Malaysia's anti-gay camp violates law says minister
A camp set up to correct the effeminate behaviour of Muslim schoolboys violates the law and should be abolished, says Malaysia's women's minister.
Sixty-six schoolboys identified by teachers as effeminate began counselling this week to discourage them from being gay.
They are undergoing four days of religious and physical education.
An education official said the camp was meant to guide the boys back "to a proper path in life".
But the women's minister, Shahrizat Abdul Jalil, said singling out these children based on perceived feminine mannerisms was traumatising and harmful to their mental health.
The camp violates the Child Act, which protects children without prejudice, she said.
Gay rights groups have also criticised the measure, saying it promotes homophobia in the Muslim-majority country where gay sex is still illegal.

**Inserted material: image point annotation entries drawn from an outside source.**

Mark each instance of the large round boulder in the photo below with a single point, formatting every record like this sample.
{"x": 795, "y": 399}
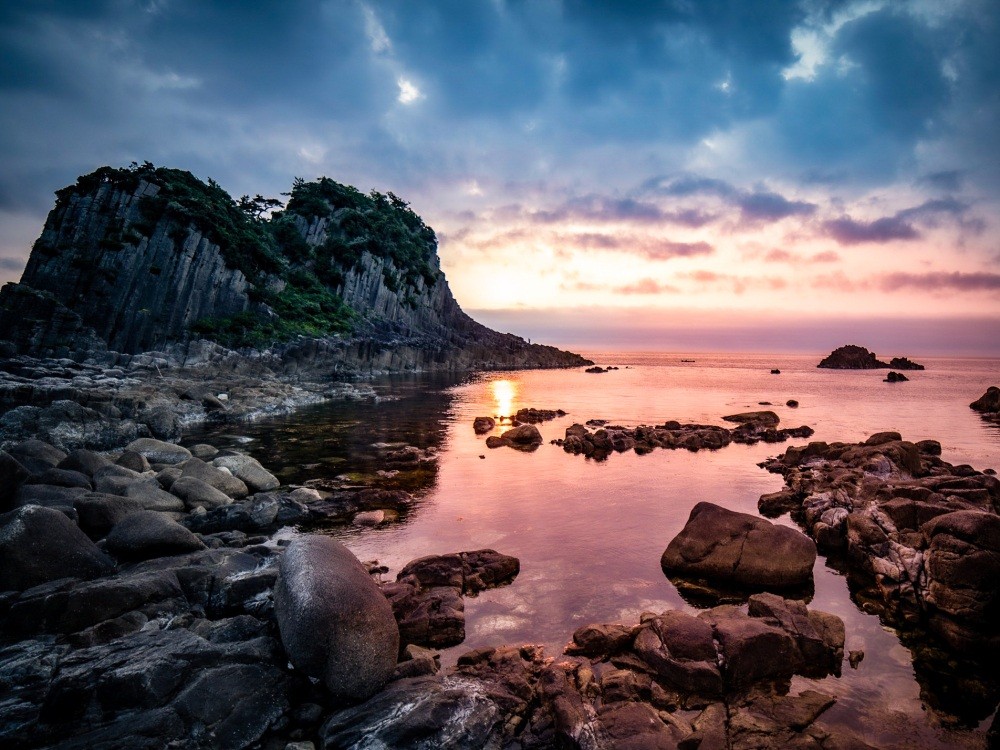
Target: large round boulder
{"x": 146, "y": 534}
{"x": 39, "y": 544}
{"x": 739, "y": 550}
{"x": 334, "y": 621}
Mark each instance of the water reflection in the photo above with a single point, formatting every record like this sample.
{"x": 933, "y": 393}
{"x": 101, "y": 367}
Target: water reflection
{"x": 590, "y": 535}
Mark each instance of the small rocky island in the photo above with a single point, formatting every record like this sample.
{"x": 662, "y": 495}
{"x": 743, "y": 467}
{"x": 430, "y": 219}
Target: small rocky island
{"x": 852, "y": 357}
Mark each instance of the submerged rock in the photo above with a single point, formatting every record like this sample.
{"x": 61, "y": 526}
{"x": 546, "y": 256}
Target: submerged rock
{"x": 739, "y": 550}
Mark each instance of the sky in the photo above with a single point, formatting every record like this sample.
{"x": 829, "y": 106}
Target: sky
{"x": 720, "y": 174}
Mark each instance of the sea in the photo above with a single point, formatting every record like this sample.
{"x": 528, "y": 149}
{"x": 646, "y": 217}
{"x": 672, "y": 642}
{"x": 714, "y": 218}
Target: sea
{"x": 589, "y": 534}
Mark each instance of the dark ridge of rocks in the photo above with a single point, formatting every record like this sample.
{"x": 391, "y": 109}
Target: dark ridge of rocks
{"x": 525, "y": 437}
{"x": 988, "y": 403}
{"x": 919, "y": 536}
{"x": 672, "y": 435}
{"x": 719, "y": 680}
{"x": 852, "y": 357}
{"x": 902, "y": 363}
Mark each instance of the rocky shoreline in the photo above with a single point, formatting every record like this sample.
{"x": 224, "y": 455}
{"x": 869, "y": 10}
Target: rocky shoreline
{"x": 194, "y": 617}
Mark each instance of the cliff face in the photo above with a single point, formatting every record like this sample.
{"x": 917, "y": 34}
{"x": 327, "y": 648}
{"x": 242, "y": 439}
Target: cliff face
{"x": 136, "y": 260}
{"x": 137, "y": 284}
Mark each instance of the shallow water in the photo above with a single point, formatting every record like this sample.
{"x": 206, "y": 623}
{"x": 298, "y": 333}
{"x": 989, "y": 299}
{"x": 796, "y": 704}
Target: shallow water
{"x": 590, "y": 534}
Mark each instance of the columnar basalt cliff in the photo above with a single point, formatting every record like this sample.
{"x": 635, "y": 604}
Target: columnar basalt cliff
{"x": 139, "y": 259}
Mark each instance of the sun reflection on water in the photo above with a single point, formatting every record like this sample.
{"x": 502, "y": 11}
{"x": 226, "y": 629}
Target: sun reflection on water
{"x": 505, "y": 392}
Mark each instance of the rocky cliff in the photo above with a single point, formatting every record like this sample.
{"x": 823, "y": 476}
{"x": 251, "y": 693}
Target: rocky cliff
{"x": 144, "y": 258}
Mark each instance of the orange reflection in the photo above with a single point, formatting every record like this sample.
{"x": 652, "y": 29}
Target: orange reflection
{"x": 504, "y": 391}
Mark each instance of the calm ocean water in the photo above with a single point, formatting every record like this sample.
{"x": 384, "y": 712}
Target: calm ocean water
{"x": 590, "y": 534}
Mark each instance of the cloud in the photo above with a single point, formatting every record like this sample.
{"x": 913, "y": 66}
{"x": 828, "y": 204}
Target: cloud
{"x": 646, "y": 286}
{"x": 847, "y": 231}
{"x": 941, "y": 281}
{"x": 766, "y": 206}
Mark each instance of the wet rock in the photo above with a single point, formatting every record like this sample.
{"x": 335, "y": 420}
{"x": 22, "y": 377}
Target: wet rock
{"x": 198, "y": 494}
{"x": 223, "y": 481}
{"x": 335, "y": 624}
{"x": 38, "y": 545}
{"x": 249, "y": 471}
{"x": 149, "y": 494}
{"x": 36, "y": 456}
{"x": 681, "y": 650}
{"x": 601, "y": 639}
{"x": 449, "y": 713}
{"x": 902, "y": 363}
{"x": 97, "y": 513}
{"x": 85, "y": 461}
{"x": 525, "y": 437}
{"x": 134, "y": 461}
{"x": 767, "y": 418}
{"x": 482, "y": 425}
{"x": 146, "y": 534}
{"x": 739, "y": 550}
{"x": 158, "y": 451}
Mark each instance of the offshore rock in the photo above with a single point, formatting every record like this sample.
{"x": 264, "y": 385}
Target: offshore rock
{"x": 739, "y": 550}
{"x": 334, "y": 622}
{"x": 852, "y": 357}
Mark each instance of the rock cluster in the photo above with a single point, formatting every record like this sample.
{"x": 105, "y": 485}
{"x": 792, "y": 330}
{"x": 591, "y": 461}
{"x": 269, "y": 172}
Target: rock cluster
{"x": 852, "y": 357}
{"x": 718, "y": 680}
{"x": 920, "y": 537}
{"x": 599, "y": 444}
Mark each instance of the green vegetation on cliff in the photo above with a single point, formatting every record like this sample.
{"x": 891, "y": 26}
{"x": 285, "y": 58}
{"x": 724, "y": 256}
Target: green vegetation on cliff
{"x": 294, "y": 286}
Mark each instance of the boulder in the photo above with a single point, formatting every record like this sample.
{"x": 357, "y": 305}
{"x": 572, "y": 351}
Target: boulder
{"x": 224, "y": 481}
{"x": 445, "y": 713}
{"x": 38, "y": 545}
{"x": 158, "y": 451}
{"x": 149, "y": 494}
{"x": 84, "y": 461}
{"x": 198, "y": 494}
{"x": 36, "y": 456}
{"x": 146, "y": 534}
{"x": 249, "y": 471}
{"x": 525, "y": 437}
{"x": 852, "y": 357}
{"x": 764, "y": 418}
{"x": 334, "y": 621}
{"x": 737, "y": 549}
{"x": 97, "y": 513}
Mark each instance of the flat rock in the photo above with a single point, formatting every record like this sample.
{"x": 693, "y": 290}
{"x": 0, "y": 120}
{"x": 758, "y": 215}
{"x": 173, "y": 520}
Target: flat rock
{"x": 38, "y": 545}
{"x": 737, "y": 549}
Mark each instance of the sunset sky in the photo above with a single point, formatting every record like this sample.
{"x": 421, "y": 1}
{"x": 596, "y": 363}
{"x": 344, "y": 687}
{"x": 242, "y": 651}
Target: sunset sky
{"x": 676, "y": 174}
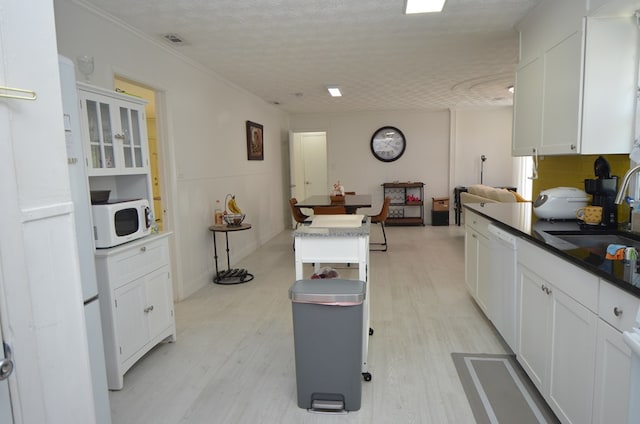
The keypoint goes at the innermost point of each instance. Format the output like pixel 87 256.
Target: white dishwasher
pixel 632 339
pixel 503 275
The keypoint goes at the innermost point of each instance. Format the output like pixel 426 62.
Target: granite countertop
pixel 519 219
pixel 310 231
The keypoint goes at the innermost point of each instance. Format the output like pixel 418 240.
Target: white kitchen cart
pixel 336 239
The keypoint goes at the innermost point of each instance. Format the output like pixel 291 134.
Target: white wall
pixel 483 132
pixel 443 149
pixel 41 310
pixel 350 159
pixel 202 139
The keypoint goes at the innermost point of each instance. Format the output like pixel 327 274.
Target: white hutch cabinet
pixel 134 279
pixel 136 302
pixel 115 132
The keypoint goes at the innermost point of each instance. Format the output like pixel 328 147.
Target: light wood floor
pixel 234 359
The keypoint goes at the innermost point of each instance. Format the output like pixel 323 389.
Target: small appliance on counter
pixel 604 189
pixel 559 203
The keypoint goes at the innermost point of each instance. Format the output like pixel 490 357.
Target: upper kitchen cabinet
pixel 114 131
pixel 576 94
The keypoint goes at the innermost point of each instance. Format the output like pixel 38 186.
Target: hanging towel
pixel 615 252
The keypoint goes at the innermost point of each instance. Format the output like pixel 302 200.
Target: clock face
pixel 388 144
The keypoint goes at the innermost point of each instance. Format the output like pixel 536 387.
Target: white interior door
pixel 314 154
pixel 308 164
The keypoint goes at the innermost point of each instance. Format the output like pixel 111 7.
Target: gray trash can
pixel 327 334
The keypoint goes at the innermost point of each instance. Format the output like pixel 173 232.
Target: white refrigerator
pixel 82 211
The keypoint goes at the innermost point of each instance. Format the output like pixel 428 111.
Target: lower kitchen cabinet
pixel 477 259
pixel 136 302
pixel 556 346
pixel 613 368
pixel 617 311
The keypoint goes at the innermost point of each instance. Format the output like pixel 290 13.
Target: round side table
pixel 228 276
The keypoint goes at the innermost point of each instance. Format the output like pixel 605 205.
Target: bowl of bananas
pixel 233 219
pixel 233 216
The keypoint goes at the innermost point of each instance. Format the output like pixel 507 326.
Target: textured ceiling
pixel 288 51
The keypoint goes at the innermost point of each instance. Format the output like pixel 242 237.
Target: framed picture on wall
pixel 255 147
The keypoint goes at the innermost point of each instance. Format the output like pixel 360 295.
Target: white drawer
pixel 617 307
pixel 477 222
pixel 140 259
pixel 572 280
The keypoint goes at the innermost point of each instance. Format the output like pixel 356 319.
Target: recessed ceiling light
pixel 423 6
pixel 174 38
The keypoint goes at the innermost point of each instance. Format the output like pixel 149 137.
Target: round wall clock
pixel 388 144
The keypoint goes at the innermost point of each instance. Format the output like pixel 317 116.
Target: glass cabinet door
pixel 132 137
pixel 100 134
pixel 115 134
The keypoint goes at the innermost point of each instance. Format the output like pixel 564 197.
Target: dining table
pixel 351 202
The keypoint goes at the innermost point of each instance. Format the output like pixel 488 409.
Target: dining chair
pixel 329 210
pixel 380 219
pixel 298 216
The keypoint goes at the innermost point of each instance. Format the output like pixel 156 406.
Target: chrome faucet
pixel 625 183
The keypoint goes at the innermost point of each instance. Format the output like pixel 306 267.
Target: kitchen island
pixel 571 307
pixel 338 239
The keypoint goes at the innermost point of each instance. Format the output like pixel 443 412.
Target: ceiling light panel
pixel 423 6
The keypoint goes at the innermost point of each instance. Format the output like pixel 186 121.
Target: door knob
pixel 6 364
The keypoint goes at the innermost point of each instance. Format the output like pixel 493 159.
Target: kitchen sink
pixel 594 241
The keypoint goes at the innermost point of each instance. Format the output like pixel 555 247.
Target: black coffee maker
pixel 604 189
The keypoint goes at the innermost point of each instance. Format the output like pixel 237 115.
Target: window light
pixel 423 6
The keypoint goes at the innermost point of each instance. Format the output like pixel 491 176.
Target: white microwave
pixel 117 222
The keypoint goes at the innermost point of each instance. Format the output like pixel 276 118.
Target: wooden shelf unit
pixel 399 206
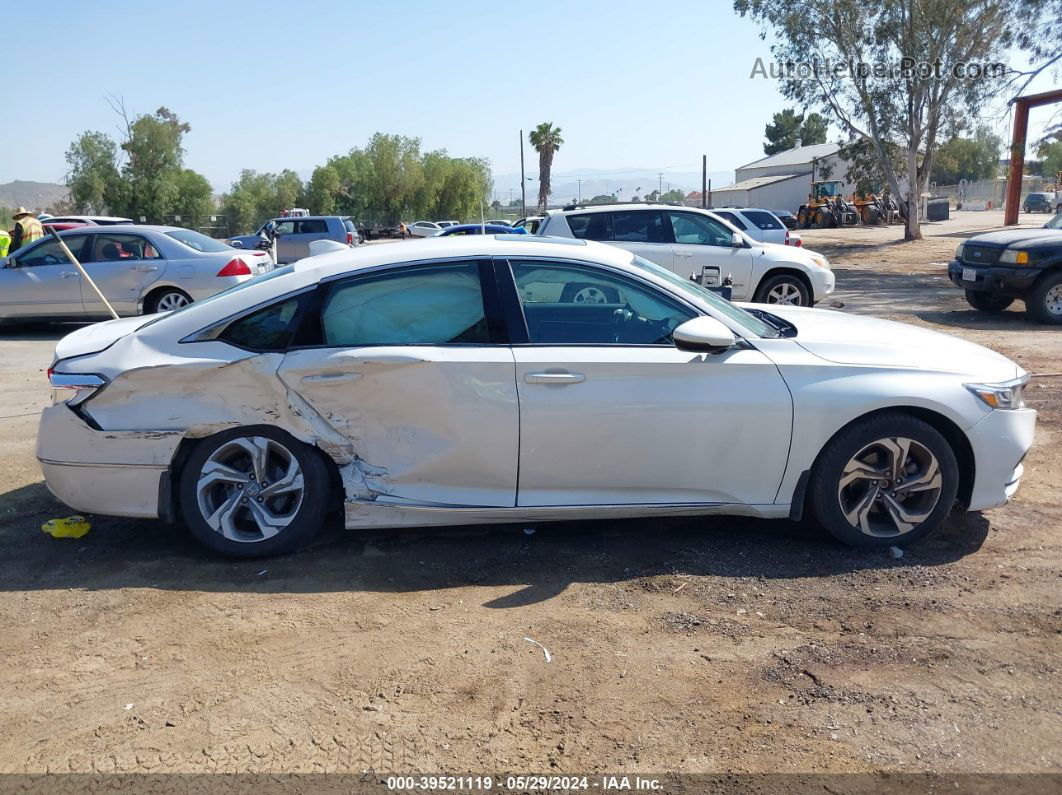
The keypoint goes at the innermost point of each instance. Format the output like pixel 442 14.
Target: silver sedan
pixel 139 269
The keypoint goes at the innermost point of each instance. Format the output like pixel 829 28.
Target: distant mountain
pixel 31 195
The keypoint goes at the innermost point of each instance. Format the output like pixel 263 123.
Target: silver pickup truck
pixel 294 235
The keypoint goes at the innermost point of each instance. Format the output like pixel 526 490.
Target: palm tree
pixel 546 139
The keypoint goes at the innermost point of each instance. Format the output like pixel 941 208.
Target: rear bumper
pixel 999 443
pixel 109 472
pixel 1012 281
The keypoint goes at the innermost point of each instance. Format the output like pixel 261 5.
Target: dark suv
pixel 997 268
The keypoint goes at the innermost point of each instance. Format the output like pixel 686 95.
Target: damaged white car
pixel 497 379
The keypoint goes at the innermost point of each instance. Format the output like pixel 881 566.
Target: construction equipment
pixel 826 207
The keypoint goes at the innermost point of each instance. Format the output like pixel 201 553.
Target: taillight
pixel 235 268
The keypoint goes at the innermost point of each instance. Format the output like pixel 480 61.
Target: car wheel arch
pixel 943 425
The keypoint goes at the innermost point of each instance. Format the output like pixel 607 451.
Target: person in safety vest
pixel 27 229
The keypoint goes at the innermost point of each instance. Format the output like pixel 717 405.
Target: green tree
pixel 93 177
pixel 879 101
pixel 789 126
pixel 547 140
pixel 968 158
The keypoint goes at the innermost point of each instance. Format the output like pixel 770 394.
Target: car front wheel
pixel 988 301
pixel 888 480
pixel 254 491
pixel 784 289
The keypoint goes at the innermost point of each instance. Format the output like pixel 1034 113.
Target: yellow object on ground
pixel 72 526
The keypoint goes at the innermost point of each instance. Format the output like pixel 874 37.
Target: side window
pixel 432 305
pixel 268 329
pixel 313 227
pixel 763 220
pixel 118 247
pixel 567 304
pixel 591 226
pixel 699 229
pixel 732 218
pixel 638 226
pixel 49 253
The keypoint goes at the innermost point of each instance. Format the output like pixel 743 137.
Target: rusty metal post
pixel 1016 162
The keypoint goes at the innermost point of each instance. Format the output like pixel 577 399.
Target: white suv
pixel 700 244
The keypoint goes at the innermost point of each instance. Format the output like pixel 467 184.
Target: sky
pixel 269 85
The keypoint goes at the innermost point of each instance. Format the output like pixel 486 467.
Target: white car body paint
pixel 426 435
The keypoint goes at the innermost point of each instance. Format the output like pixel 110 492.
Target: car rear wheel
pixel 784 289
pixel 888 480
pixel 254 491
pixel 1044 300
pixel 167 300
pixel 988 301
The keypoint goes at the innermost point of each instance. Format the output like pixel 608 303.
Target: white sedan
pixel 502 379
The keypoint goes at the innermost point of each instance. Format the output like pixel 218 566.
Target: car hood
pixel 850 339
pixel 1010 237
pixel 99 335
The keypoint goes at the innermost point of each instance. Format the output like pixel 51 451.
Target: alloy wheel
pixel 784 293
pixel 890 486
pixel 169 301
pixel 250 488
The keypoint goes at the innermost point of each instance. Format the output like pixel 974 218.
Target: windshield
pixel 198 241
pixel 751 323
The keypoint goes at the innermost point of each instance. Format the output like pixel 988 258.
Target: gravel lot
pixel 695 645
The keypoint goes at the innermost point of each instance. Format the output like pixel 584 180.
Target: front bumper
pixel 999 441
pixel 1013 281
pixel 109 472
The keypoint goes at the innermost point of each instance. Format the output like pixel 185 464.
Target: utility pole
pixel 524 183
pixel 704 182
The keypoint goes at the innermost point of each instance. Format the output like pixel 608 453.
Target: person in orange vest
pixel 27 229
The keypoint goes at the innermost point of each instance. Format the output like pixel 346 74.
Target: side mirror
pixel 703 334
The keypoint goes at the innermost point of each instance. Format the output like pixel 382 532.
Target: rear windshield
pixel 198 241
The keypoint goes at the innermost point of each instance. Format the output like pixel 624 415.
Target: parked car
pixel 424 228
pixel 786 218
pixel 139 269
pixel 698 243
pixel 479 229
pixel 1043 202
pixel 601 385
pixel 761 225
pixel 91 220
pixel 1000 266
pixel 530 223
pixel 294 235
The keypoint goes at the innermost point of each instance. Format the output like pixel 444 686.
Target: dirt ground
pixel 692 645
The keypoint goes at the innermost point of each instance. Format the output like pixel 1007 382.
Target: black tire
pixel 788 280
pixel 166 297
pixel 988 301
pixel 303 523
pixel 823 495
pixel 1043 303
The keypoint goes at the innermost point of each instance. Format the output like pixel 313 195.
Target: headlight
pixel 1005 395
pixel 1014 257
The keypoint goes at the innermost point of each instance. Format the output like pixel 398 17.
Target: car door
pixel 39 281
pixel 418 382
pixel 702 244
pixel 123 266
pixel 613 413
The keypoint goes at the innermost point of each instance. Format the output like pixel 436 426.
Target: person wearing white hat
pixel 27 229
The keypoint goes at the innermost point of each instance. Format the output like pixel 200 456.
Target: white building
pixel 783 180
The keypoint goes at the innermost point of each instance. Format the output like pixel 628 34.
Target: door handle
pixel 557 378
pixel 330 378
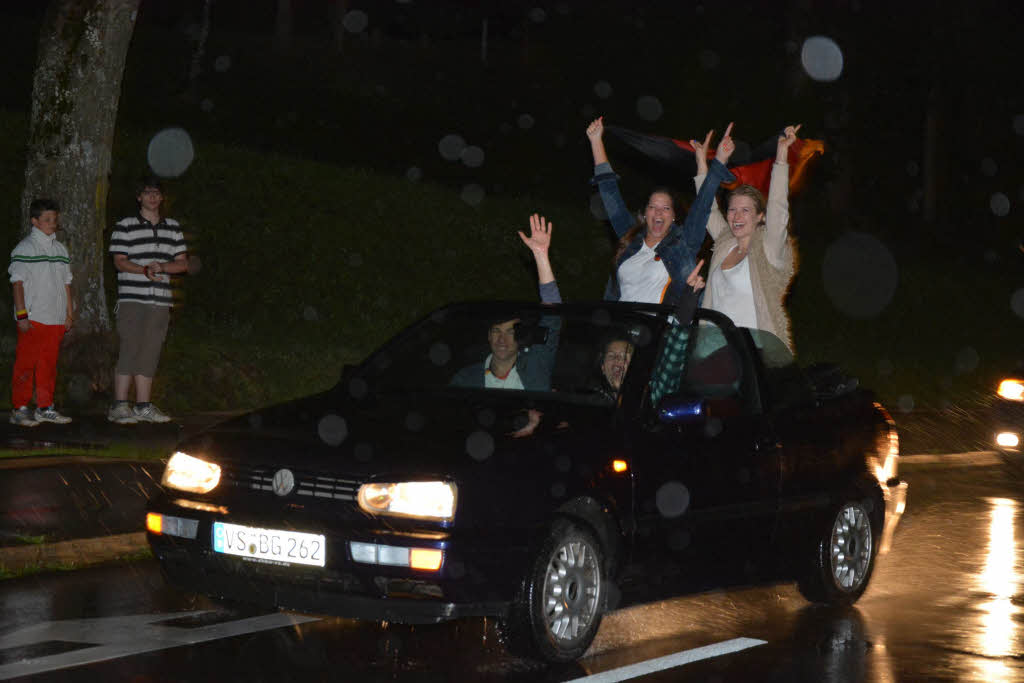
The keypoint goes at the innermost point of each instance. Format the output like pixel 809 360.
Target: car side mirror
pixel 680 409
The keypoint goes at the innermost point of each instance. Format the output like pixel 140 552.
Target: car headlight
pixel 1012 389
pixel 186 473
pixel 429 500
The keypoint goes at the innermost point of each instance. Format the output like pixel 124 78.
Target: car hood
pixel 430 435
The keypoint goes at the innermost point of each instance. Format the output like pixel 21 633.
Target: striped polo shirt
pixel 144 243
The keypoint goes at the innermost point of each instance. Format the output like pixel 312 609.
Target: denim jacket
pixel 679 248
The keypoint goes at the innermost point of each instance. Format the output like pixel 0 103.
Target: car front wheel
pixel 843 559
pixel 559 607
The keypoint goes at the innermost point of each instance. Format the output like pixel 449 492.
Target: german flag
pixel 753 167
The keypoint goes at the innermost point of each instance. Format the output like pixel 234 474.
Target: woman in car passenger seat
pixel 754 258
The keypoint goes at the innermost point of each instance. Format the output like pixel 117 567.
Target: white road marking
pixel 671 660
pixel 124 636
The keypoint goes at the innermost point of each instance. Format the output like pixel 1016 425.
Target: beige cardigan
pixel 772 255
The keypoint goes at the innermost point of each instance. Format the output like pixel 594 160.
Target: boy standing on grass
pixel 145 248
pixel 40 273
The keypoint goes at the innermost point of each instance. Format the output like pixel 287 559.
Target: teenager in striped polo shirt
pixel 145 249
pixel 40 275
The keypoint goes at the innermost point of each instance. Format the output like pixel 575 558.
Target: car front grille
pixel 313 484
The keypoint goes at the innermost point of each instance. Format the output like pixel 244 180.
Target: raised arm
pixel 717 225
pixel 607 182
pixel 777 211
pixel 539 242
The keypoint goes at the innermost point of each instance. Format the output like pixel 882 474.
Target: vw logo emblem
pixel 284 482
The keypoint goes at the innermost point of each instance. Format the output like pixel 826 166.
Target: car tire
pixel 559 606
pixel 843 557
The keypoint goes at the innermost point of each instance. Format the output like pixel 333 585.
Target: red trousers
pixel 36 357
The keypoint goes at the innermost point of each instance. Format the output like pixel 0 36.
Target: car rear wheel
pixel 559 607
pixel 843 559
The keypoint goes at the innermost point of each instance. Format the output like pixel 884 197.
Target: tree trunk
pixel 77 85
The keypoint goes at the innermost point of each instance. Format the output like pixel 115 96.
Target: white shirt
pixel 732 294
pixel 642 278
pixel 42 264
pixel 492 381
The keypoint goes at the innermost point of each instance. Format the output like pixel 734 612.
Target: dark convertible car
pixel 539 464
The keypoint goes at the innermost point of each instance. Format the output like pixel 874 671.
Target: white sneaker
pixel 23 417
pixel 49 414
pixel 148 414
pixel 121 413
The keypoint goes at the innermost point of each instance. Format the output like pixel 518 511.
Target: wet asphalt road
pixel 944 605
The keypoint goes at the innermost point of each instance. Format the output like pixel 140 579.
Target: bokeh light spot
pixel 821 57
pixel 332 429
pixel 170 153
pixel 859 274
pixel 479 445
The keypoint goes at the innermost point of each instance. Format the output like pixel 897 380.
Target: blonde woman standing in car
pixel 754 259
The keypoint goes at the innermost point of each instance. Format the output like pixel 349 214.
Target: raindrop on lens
pixel 967 360
pixel 355 20
pixel 479 445
pixel 1017 302
pixel 999 204
pixel 451 146
pixel 649 108
pixel 363 452
pixel 472 157
pixel 859 274
pixel 357 387
pixel 440 353
pixel 332 429
pixel 821 57
pixel 672 499
pixel 472 194
pixel 170 153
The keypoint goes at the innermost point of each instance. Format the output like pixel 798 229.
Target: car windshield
pixel 570 352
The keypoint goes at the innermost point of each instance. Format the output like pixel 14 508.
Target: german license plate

The schoolboys allegedly displayed "feminine mannerisms" - though educators in the conservative state of Terengganu did not detail what they were, the BBC's Jennifer Pak reports from Kuala Lumpur.
State officials say that, if left unchecked, the students - aged between 13 and 17 - could end up gay or transsexual.
They blame parents for encouraging boys to develop feminine traits, by dressing them up in girls' clothing at a young age.
Terengganu state's education director, Razali Daud, said the students were invited to join the camp and were not compelled to do so.
"As educators, we have to do something about it before the young ones misunderstand people and reach the point of no return," he was quoted as saying by the New Straits Times.
Mr Razali says although homosexuals and transvestites exist in Malaysia, the authorities want to limit their number.
Gay sex is illegal in Malaysia and homosexuals say they face discrimination from government policies such as a law that makes sodomy punishable by 20 years in prison.
Activists say it is appalling that educators are persecuting children for expressing their personalities and identities.
The Joint Action Group for Gender Equality said "corrective boot camps" violate the rights of people who are perceived as different.
"It should be strongly opposed and challenged as it promotes homophobia and prejudice," the group said in a statement.
"We should send a clear message to institutions that they have no business meddling with an individual's identity and personal preference."
A campaigner for sexual rights, Pang Khee Teik, described the camp as outrageous and an example of homophobia.
"All the students will learn from these camps is that they are expected to behave a certain way," said Mr Pang, co-founder of Seksualiti Merdeka.
"And in order to avoid further ridicule, perhaps they will learn to pretend better. In the end, we are only teaching them how to be a hypocrite."